Friday Oct 26, 2012 (foodconsumer.org) -- Dr. Michael F. Holick of Boston University Medical Center in Boston, MA published a report most recently in Anticancer Agents Medicinal Chemistry saying that in order for vitamin D to have an anticancer effect, one needs to maintain 40 to 60 ng/mL serum vitamin D.

Dr. Holick says increased sun exposure which leads to producing sufficient serum vitamin D levels reduces risk of dying of cancer, which has been known for more than 100 years.

The association between high serum vitamin D and low risk of developing cancer and dying from the disease has been ascertained in many epidemiologic studies.   Vitamin D is believed to have a chemopreventative effect against cancer because most cells in the body not only have vitamin D receptors but also the capability of converting 25-hydroxyvitamin D to 1,25-dihydroxyvitamin D.

And 1,25-dihydroxyvitamin D, once formed, according to the author, can inhibit cellular proliferation, promote cellular maturation, and prevent angiogenesis, and cause apoptosis, together leading to the prevention of cancer.

The cancers vitamin D can help prevent include deathly cnacers like colon cancer, breast cancer, pancreatic cancer and ovarian cancer, Dr. Holick says.  

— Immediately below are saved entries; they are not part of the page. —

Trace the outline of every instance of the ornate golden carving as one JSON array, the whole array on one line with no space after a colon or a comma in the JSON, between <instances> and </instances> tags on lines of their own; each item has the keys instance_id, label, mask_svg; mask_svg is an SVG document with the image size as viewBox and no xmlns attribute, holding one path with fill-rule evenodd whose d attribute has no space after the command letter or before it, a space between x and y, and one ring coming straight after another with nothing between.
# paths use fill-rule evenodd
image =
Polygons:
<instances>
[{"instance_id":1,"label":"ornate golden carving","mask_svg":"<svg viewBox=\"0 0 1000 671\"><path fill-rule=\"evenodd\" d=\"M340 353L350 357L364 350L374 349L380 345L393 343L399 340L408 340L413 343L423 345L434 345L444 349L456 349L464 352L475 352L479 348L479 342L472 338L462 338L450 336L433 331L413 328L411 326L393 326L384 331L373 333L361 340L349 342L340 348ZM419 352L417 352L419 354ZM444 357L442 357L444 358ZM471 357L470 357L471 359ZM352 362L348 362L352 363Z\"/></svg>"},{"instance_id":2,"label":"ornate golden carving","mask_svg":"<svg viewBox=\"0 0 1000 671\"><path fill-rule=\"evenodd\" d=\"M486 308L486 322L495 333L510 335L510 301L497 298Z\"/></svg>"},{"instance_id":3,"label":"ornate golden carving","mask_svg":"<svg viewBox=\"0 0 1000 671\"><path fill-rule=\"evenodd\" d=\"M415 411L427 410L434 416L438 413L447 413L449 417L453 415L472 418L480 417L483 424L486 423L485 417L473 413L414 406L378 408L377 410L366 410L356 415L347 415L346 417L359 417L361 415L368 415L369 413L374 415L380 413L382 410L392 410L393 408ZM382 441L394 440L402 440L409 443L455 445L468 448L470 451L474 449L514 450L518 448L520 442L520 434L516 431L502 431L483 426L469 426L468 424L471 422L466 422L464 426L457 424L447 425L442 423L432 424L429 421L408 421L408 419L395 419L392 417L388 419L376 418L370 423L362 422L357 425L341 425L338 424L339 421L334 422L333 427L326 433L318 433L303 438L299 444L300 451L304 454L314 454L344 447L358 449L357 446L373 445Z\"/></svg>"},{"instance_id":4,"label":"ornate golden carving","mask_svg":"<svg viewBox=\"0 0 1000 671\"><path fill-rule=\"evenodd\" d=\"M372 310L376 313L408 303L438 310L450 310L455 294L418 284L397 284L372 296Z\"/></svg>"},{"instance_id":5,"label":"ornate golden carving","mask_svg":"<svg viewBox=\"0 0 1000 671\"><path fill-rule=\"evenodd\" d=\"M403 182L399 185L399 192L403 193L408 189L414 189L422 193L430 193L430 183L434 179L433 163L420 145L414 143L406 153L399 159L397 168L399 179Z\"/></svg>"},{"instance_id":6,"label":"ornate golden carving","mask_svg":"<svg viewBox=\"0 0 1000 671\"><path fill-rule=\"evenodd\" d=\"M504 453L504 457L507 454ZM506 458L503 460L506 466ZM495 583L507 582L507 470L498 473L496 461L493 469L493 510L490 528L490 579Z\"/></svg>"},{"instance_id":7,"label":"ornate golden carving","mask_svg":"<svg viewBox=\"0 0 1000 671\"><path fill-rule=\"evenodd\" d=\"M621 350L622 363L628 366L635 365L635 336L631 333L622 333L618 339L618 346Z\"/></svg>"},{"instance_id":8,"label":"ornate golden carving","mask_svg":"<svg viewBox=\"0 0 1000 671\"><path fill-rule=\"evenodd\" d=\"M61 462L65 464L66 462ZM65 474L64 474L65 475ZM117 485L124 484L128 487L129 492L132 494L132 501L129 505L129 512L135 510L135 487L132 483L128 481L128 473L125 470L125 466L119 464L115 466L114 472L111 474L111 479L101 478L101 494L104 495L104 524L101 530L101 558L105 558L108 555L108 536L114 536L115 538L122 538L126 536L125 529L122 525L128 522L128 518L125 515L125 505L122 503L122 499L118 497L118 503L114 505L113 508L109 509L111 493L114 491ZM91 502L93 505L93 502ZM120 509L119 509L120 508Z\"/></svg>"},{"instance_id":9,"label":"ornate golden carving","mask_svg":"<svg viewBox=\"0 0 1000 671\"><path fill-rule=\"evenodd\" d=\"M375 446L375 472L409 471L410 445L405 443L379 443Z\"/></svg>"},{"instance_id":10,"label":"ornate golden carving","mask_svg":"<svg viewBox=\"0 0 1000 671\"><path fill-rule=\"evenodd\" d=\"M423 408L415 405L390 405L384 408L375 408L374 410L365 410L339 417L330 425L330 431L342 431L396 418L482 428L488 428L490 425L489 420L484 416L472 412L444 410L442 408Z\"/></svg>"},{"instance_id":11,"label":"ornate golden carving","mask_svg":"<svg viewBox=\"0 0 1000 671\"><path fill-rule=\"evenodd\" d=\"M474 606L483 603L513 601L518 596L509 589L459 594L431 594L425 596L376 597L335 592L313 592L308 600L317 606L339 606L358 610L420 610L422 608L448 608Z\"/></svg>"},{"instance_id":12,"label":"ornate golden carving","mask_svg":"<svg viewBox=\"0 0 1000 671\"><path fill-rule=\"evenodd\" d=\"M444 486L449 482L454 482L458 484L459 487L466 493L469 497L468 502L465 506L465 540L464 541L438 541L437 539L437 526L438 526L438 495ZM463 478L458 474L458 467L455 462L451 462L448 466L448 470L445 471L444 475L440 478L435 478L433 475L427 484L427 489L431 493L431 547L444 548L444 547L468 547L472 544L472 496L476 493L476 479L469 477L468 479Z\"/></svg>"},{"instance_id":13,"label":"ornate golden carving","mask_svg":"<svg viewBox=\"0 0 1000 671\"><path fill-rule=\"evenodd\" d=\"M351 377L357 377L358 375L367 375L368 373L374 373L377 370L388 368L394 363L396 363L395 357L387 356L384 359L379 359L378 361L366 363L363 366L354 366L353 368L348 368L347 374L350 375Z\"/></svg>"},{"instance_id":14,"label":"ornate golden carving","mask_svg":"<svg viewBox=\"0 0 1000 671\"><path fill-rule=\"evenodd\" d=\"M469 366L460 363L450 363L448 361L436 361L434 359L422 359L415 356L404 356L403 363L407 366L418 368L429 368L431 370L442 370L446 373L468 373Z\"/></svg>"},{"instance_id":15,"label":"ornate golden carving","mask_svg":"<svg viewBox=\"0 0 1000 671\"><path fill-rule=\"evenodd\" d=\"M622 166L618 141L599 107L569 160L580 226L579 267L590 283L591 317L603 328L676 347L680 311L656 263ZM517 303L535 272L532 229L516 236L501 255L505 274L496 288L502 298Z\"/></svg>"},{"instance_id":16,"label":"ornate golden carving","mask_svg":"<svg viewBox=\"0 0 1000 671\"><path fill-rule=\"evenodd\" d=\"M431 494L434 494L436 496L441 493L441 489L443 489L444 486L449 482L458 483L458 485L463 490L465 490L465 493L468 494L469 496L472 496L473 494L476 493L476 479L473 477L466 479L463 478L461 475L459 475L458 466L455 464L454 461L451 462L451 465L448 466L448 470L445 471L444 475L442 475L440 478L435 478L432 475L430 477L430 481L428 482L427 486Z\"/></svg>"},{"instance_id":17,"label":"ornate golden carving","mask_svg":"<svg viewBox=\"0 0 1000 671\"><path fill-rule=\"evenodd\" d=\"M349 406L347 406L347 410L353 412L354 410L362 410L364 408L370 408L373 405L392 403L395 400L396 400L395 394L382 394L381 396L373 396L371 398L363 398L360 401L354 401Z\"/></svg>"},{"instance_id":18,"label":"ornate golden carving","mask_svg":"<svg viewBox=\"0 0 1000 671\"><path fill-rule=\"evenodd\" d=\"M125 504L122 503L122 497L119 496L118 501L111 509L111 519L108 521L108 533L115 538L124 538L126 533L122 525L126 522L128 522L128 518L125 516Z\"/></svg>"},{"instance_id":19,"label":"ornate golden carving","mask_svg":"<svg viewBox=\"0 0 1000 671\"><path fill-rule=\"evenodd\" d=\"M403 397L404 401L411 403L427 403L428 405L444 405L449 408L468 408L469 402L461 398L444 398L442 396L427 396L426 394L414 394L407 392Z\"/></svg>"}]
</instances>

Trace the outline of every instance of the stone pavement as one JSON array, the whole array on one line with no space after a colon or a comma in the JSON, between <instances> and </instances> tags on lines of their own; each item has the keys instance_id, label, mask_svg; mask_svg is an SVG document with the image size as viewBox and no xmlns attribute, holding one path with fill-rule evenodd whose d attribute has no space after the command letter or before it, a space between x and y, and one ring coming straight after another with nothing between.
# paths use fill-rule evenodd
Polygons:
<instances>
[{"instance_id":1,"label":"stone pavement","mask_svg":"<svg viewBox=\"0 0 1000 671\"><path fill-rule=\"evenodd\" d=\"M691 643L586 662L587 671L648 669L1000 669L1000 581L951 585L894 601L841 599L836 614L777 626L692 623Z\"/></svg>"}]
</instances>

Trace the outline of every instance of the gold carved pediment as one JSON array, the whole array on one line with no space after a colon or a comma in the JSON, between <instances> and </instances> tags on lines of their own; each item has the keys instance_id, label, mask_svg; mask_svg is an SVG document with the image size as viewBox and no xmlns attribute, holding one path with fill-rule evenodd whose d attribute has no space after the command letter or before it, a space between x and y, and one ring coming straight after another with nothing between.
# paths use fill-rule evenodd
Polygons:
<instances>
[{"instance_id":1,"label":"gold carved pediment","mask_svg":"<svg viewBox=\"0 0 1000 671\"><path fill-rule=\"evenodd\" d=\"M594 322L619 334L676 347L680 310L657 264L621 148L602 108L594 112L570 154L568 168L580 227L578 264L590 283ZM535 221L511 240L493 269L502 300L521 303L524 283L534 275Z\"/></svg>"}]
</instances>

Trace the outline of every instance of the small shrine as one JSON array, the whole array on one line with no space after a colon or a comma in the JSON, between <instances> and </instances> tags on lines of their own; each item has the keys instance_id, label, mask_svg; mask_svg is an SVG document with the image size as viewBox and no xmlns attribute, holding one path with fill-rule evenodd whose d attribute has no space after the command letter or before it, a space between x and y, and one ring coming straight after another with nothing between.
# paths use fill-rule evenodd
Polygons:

People diagnosed with cancer often suffered vitamin D deficiency.  Taking vitamin D supplements, sun exposure and eating vitamin D rich foods all can help improve the vitamin D status, which can not only help bone health, but also reduce risk of developing cancer and dying of cancer.

Dr. Holick says in order to prevent the development of cancer and death from the disease, a serum level of 40 to 60 ng of 25-hydroxyvitamin D /mL blood is needed.   This level can be reached in children by taking 600 to 1000 IU of vitamin D and in adults by taking 1500 to 2000 IUs of vitamin D daily from diet, supplements and sun exposure.